The author has been described by News Ltd as an "iconoclast", "Svengali", a pollie's "economist muse", and "pungently accurate". Fairfax says he is a "Renaissance man" and "one of Australia’s most respected analysts." Stephen Koukoulas concludes that he is "85% right", and "would make a great Opposition leader." Terry McCrann claims the author thinks "‘nuance’ is a trendy village in the south of France", but can be "scintillating" when he thinks "clearly". The ACTU reckons he’s "an enigma wrapped in a Bloomberg terminal, wrapped in some apparently well-honed abs."

Sunday, September 9, 2012

Writing a column is like creating and solving a puzzle...

Writing a column is a funny exercise.
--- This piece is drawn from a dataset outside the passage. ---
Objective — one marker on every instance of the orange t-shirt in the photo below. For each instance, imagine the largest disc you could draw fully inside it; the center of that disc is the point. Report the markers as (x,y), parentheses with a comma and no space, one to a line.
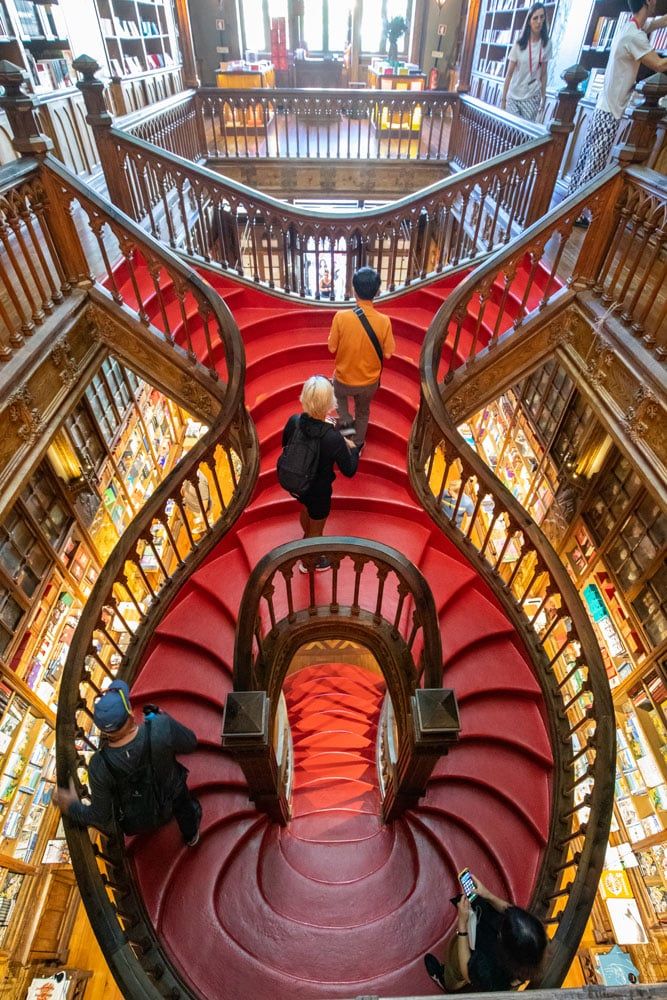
(357,362)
I used to be a stream-of-consciousness kind of guy. That was mainly because at Business Spectator etc we only had soft word limits. It made life pretty easy. Writing for the Financial Review takes more time as I am much more aware of space constraints.

For a while now I have been ruminating on how I would best describe the experience. This morning it occurred to me that it is like creating and then solving a puzzle..

First you have to work out what the puzzle actually is. That requires a lot of insight. Then you need to grind-out the solution. Again, this is a very creative activity. But it is only half the task. The column requires you to next "shape" all the individual parts of the puzzle. This can be complicated and frustrating. Once you have the pieces prepared you have to figure out how to put them together. Another "crafting" challenge.

Much of the time I need to be in a particular head space. I sometimes call it the "zone". If I am in the zone, a column will be extremely quick--less than one hour for around a thousand words. I will then let it sit (or settle). A while later I will review the column a few times to fine-tune its feel.

You are constantly battling the psychological tricks your own mind plays on you: missing words; missing ideas; logical errors, etc. It is hard self-editing immediately after you have produced the product. Often what you "think" you see is a little different to the actual text.

The best columns have an intangible rhythm to them. If I am not in the zone, I don't normally bother. It is excruciatingly painful if I do try to complete the puzzle. I typically just leave it until the next morning. For some reason that is when I find my writing easiest.

For what it is worth, I am punching out this post right now because I am not in the zone, and procrastinating!